0

I'm learning RegEx in Python and have faced this problem. Assume I have a variable called s:

>>>print(repr(s))
'HTML elements include\n\n* headings\n* paragraphs\n* lists\n* links\n* and more\n\nTry it!!!'

I want to match '* headings\n* paragraphs\n* lists\n* links\n* and more\n' part of s (start with *, end with \n, happen as much as possible), so my code is:

>>>print(re.findall(r'(\*.+?\n)+', s))
['* and more!\n']

I don't understand why just the last pattern is matched. But when I use re.sub() instead, the whole pattern is replaced.

>>> print(re.sub(r'(\*.+?\n)+', 'text', s))
HTML elements include

text
Try it!!!

This shows that the re.sub() matches the right pattern I want. So I'm really confused why I get this. Thanks for your time.

Khai Hoan Pham
  • 86
  • 1
  • 2
  • 7
  • 1
    `re.findall()`, when given a pattern that contains a single capturing group, *returns only that group for each match* - on the assumption that you wouldn't have defined a capturing group if you weren't particularly interested in its contents. And a capturing group with a repetition operator applied to it only captures the final repetition. Instead of `(`...`)`, try a non capturing group: `(?:`...`)`. – jasonharper Sep 25 '20 at 02:41
  • @jasonharper Thanks very much.
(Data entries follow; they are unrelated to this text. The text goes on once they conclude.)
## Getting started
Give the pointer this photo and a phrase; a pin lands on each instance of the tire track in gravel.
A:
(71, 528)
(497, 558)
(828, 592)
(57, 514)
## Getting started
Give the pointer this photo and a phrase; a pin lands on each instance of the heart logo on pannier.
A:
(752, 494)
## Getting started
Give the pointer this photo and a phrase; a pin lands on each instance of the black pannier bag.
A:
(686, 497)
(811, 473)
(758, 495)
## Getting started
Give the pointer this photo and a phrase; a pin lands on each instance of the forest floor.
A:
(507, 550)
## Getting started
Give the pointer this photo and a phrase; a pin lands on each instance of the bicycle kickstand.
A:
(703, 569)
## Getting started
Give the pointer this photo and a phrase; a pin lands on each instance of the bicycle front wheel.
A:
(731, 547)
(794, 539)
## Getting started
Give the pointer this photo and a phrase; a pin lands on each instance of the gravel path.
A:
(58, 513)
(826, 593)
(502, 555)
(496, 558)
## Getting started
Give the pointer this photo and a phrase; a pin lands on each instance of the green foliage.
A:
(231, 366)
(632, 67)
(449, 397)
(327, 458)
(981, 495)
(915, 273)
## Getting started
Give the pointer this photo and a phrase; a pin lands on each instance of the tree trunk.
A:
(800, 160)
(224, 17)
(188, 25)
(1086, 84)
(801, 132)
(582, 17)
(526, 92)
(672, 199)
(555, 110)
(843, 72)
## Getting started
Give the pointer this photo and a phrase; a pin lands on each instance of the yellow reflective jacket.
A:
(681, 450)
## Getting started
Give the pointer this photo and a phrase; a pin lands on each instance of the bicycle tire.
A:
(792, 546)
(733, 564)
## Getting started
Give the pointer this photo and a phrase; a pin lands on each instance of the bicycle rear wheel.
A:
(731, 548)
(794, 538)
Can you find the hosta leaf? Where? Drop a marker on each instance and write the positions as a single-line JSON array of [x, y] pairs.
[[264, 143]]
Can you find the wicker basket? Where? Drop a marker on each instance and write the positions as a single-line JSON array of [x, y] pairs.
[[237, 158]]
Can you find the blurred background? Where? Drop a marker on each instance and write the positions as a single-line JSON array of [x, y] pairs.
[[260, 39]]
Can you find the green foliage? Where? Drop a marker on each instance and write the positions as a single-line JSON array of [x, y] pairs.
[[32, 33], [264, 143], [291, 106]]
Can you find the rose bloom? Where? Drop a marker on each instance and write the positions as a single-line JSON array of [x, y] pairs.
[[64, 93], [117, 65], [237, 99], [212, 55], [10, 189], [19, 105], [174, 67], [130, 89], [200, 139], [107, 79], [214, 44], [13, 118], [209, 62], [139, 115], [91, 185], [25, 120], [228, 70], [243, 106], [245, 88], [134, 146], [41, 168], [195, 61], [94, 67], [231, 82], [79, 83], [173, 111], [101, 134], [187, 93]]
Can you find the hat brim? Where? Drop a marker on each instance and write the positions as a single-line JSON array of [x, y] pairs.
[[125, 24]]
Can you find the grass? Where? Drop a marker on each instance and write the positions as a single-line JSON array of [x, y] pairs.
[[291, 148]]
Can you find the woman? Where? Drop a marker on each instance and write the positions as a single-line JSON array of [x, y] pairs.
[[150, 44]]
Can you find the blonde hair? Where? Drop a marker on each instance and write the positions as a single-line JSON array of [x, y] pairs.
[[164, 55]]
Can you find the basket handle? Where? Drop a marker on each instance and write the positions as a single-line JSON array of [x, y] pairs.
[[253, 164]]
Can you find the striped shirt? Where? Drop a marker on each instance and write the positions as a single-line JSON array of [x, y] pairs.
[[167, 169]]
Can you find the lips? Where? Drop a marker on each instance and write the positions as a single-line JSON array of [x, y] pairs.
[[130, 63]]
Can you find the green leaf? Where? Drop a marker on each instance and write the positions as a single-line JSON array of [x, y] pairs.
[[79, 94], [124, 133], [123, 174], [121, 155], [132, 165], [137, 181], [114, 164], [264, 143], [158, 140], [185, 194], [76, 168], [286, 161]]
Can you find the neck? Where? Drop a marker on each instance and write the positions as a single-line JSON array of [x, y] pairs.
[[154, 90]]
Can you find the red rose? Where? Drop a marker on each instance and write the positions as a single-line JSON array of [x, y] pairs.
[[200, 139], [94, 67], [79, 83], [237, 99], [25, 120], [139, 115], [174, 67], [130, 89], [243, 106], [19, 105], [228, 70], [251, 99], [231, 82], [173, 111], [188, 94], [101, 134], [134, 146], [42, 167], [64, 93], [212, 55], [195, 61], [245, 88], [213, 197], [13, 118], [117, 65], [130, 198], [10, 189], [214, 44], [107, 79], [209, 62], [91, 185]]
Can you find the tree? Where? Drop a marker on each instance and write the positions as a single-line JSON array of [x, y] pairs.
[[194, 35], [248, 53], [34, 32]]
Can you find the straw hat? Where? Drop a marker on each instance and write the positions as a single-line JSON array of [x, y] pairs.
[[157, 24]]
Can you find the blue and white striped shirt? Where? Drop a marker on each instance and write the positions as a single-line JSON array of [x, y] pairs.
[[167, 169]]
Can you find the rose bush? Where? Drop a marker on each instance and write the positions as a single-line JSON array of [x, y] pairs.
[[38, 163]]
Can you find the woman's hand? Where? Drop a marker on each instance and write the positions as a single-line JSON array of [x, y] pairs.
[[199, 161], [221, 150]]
It helps. I didn't read the docs carefully. – Khai Hoan Pham Sep 25 '20 at 05:31

1 Answers1

0

The following regex matches what you want to achieve:

import re

desired_output = r'* headings\n* paragraphs\n* lists\n* links\n* and more\n'

s = r'HTML elements include\n\n* headings\n* paragraphs\n* lists\n* links\n* and more\n\nTry it!!!'

pattern = re.compile(r'n(\*.+)\\')

match = re.search(pattern, s).group(1)
print(match)

assert match == desired_output
Jose Mir
  • 78
  • 7